Mi torna sempre alla mente l’indicazione della mia amica psicologa Fabia Schoss, «cammina guardando l’orizzonte, come fanno i Touareg nel deserto», gli «uomini blu». Non ho mai visto un Touareg, ma talvolta per la strada mi figuro sopra un cammello a guardare l’orizzonte. E qualcosa mi cambia dentro, muta la prospettiva, aumenta la consapevolezza (e spunta anche un sorriso).
La realtà non è un’esperienza facile da portare e da supportare: guardare con crudezza quello che c’è oggi in termini di sentimenti, di “sentire”, può essere traumatico. È una capacità che affini nel tempo e che necessita di un supporto anche fisico, oltre che mentale: a questo serve la progressione dello Yoga, guardatevi da chi vi promette l’illuminazione in 24 ore, qualsiasi cosa voglia dire la parola «illuminazione».
Preferisco usare la parola “risveglio” perché se anche accendi mille luci, se anche vedi tutti i santi del cielo, ma non ti accorgi di dove sei e di chi sei ora, stai solo perdendo tempo dietro ai fantasmi egoici. L’ego, nel senso deteriore del termine (perché c’è anche un ego sacrosanto…) è questo, è coltivare l’illusione di essere ciò che non si è.

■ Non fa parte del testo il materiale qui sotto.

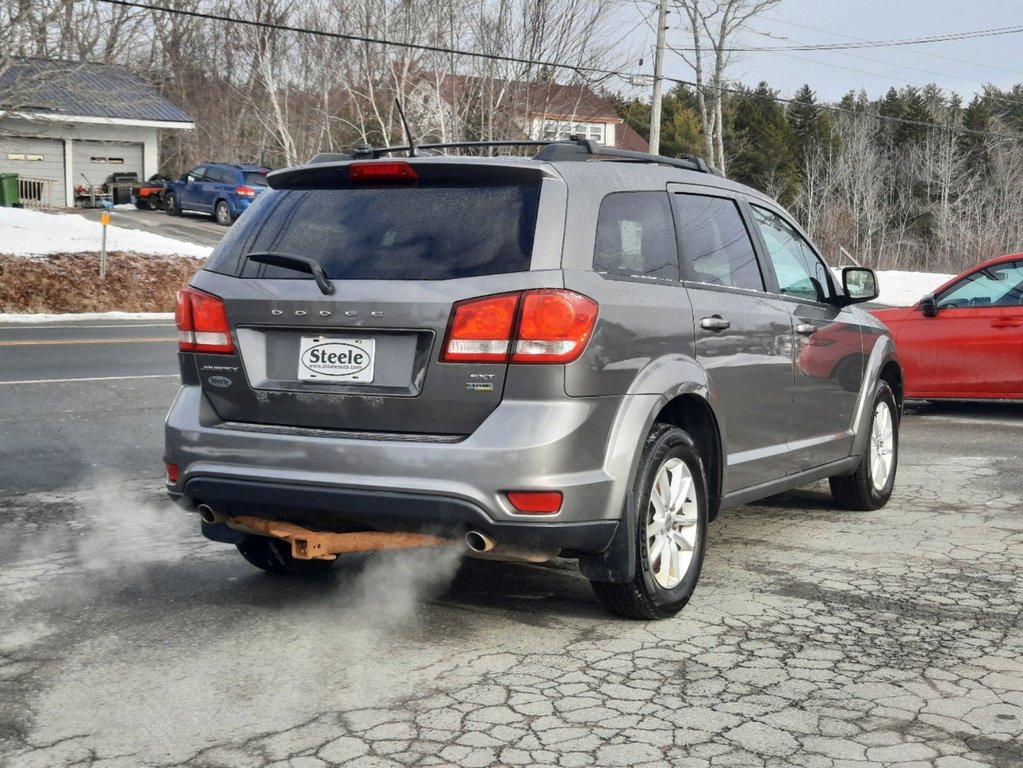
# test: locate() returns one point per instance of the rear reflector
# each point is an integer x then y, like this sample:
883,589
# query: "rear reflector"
389,171
554,326
546,325
202,322
535,502
481,329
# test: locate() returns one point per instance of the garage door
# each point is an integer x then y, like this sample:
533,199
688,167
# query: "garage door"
36,159
97,160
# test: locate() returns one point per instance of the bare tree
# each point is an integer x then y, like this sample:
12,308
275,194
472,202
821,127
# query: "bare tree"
711,27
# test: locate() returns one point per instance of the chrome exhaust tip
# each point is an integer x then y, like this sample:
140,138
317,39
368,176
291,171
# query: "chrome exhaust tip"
208,514
478,542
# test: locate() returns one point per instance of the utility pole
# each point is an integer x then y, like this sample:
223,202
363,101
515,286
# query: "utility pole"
655,104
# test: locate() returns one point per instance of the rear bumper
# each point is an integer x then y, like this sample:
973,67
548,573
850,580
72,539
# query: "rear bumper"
342,509
337,483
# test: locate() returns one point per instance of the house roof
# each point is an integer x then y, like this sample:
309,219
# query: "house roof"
46,88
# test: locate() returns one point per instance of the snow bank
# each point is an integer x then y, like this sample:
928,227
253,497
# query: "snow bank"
905,288
32,233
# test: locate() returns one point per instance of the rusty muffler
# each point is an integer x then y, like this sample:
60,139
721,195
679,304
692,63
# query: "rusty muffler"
320,545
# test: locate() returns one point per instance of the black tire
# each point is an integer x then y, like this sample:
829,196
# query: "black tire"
222,214
652,593
274,556
871,486
172,205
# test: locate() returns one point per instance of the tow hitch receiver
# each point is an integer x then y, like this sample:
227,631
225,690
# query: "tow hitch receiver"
319,545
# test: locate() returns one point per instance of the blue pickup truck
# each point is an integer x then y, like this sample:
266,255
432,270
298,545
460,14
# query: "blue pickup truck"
221,189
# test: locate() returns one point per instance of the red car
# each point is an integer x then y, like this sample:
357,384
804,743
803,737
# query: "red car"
965,341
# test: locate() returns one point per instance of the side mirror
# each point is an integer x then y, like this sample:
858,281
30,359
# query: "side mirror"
859,284
928,306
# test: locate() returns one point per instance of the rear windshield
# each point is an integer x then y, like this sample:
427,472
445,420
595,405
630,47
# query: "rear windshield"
255,178
397,233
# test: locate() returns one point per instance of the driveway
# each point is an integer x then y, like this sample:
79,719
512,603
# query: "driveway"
194,228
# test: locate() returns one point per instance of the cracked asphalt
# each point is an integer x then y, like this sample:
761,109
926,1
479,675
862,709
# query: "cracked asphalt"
815,638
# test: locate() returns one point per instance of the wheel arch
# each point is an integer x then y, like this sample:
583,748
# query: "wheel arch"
686,403
694,414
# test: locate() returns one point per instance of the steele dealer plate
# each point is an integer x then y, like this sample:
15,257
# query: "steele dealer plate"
323,359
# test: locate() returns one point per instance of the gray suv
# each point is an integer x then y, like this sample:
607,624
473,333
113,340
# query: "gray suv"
586,354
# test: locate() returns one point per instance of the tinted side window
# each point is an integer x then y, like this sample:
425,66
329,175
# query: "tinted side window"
716,246
397,233
1001,285
799,271
635,236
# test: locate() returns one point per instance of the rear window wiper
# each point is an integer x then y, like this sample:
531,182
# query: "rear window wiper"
298,263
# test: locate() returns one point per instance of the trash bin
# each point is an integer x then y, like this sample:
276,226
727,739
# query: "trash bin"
8,190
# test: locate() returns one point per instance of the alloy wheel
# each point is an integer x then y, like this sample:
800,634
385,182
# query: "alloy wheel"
882,448
672,524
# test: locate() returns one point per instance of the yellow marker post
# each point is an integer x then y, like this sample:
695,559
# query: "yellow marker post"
104,219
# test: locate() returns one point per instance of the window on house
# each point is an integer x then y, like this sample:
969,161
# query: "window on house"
560,129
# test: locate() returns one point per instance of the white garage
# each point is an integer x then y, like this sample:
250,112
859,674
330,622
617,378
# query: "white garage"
94,161
84,122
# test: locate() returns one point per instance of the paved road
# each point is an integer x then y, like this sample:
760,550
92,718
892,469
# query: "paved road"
79,397
195,228
815,638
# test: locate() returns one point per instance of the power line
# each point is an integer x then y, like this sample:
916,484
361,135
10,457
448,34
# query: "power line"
578,70
931,54
877,43
357,38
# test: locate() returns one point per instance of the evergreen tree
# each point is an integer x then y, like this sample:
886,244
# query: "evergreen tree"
976,117
761,142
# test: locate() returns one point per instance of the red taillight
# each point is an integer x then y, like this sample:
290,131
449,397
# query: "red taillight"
388,171
554,326
481,329
202,322
535,502
545,325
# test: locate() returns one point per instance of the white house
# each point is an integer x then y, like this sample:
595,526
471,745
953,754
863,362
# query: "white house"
75,124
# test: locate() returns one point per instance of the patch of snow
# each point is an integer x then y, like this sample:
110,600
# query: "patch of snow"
905,288
75,317
33,233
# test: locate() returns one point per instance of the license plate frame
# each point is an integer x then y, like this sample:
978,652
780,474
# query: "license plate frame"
337,359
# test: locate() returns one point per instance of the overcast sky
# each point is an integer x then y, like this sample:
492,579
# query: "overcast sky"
963,65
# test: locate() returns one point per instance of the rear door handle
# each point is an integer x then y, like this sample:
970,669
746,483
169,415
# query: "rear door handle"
715,323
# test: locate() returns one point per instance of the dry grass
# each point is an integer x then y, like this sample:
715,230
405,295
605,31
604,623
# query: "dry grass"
70,282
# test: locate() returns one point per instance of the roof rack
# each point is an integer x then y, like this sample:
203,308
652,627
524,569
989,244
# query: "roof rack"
575,147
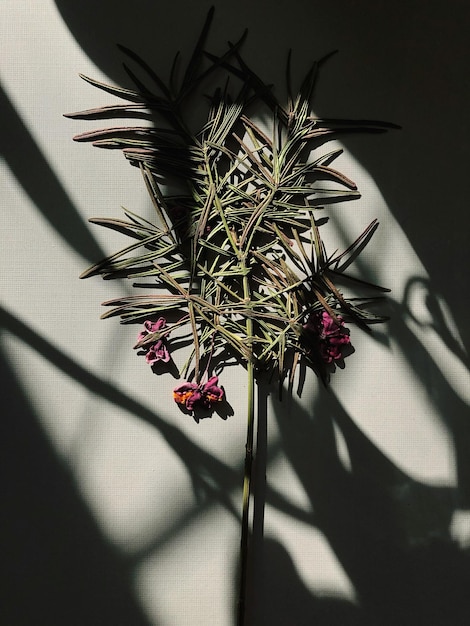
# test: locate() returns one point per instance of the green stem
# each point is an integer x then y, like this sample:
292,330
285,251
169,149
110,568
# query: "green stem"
245,534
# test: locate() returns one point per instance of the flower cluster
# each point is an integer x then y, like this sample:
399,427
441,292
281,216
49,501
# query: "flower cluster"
329,335
203,396
152,343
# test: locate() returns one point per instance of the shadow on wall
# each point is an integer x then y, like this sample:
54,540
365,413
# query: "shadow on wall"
405,65
56,566
390,533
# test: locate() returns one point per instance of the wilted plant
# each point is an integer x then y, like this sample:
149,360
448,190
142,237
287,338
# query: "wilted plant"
235,256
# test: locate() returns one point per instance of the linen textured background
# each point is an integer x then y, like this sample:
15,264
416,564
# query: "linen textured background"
119,510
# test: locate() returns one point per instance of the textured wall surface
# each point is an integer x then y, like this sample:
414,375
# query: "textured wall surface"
117,509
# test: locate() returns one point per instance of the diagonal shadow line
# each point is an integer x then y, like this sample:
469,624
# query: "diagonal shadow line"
199,463
57,567
31,169
389,531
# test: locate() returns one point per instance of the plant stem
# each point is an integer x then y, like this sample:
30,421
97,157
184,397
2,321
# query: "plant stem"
245,534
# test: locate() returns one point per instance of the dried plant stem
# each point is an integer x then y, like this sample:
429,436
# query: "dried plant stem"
245,533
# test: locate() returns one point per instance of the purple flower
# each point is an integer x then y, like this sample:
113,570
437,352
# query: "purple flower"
153,345
203,396
328,335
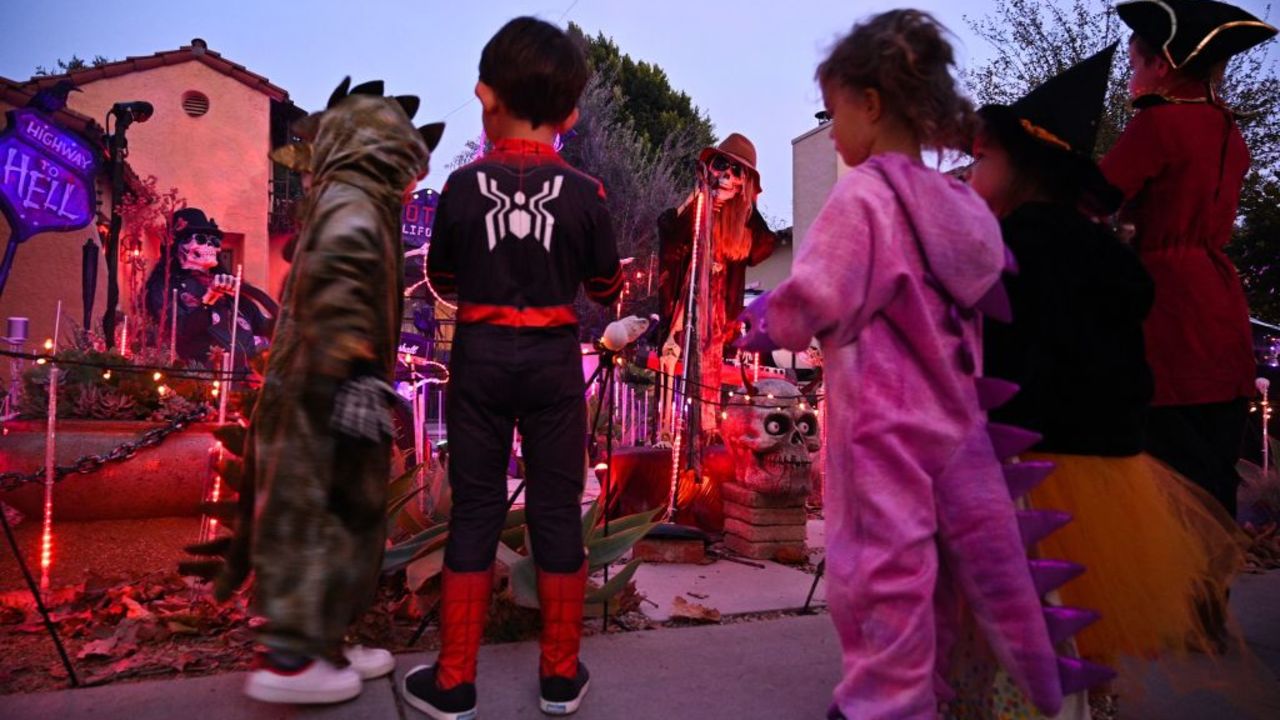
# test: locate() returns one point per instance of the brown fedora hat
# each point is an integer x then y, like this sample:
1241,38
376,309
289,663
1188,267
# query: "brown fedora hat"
737,147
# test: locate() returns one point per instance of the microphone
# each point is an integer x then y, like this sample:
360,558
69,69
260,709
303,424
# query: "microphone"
622,333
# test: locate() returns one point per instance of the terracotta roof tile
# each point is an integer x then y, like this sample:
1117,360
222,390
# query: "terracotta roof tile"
184,54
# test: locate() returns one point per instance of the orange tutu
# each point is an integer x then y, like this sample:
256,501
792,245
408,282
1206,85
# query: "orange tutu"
1153,546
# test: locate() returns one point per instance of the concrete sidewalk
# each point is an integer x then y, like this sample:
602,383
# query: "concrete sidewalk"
781,669
776,669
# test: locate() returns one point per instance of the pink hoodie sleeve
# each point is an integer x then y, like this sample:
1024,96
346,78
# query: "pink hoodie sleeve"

Qualsiasi esperienza psichica lascia il tempo che trova, ma scoprire la tua realtà oggi, così com’è, è sconvolgente. Occorre un coraggio da leoni per guardarsi allo specchio e rinunciare a dipingersi come un Dorian Gray qualsiasi (se non avete letto il libro di Oscar Wilde, è un buon inizio). Osservare le rughe, senza giudizio, ma prendendo coscienza di ciò che siamo ora, in questo istante.
Sottolineo la parola «ora» perché non siamo mai uguali a noi stessi, la parola «coerenza» andrebbe usata con prudenza, tenendo conto di ciò che siamo: la Baghavad-Gita dice che «la mente cambia di continuo e non rimane mai la stessa neanche un giorno. Essa cambia costantemente colore, come un camaleonte, è molto fluttuante e instabile».
E allora è evidente che il lavoro di «accorgersi» non finisce mai, non può che essere continuo, incessante, anche nei giorni in cui ciò che c’è non ci piace, anche quando capiamo di avere commesso una sciocchezza, quando ci sentiamo sporchi e sbagliati, quando scopriamo che l’immagine di noi è come quella del quadro di Dorian Gray e non quella dello specchio. Perché – per citare Rossella O’Hara e un film ormai finito all’indice per molti motivi – domani è sempre un altro giorno e domani noi non saremo quelli di oggi.
Un post per far riflettere, grazie! Io mi accorgo :-) che durante la meditazione se si muovano le palpebre, sto ospitando un pensiero. E ho notato che l'ultima parte del corpo che vuole rilassarsi ( in savasana ad esempio) è il police, o ditta della mano che muovendosi tradiscono lo stato mentale (più agitato rispetto quello che sembra il corpo da sdraiato post pratica).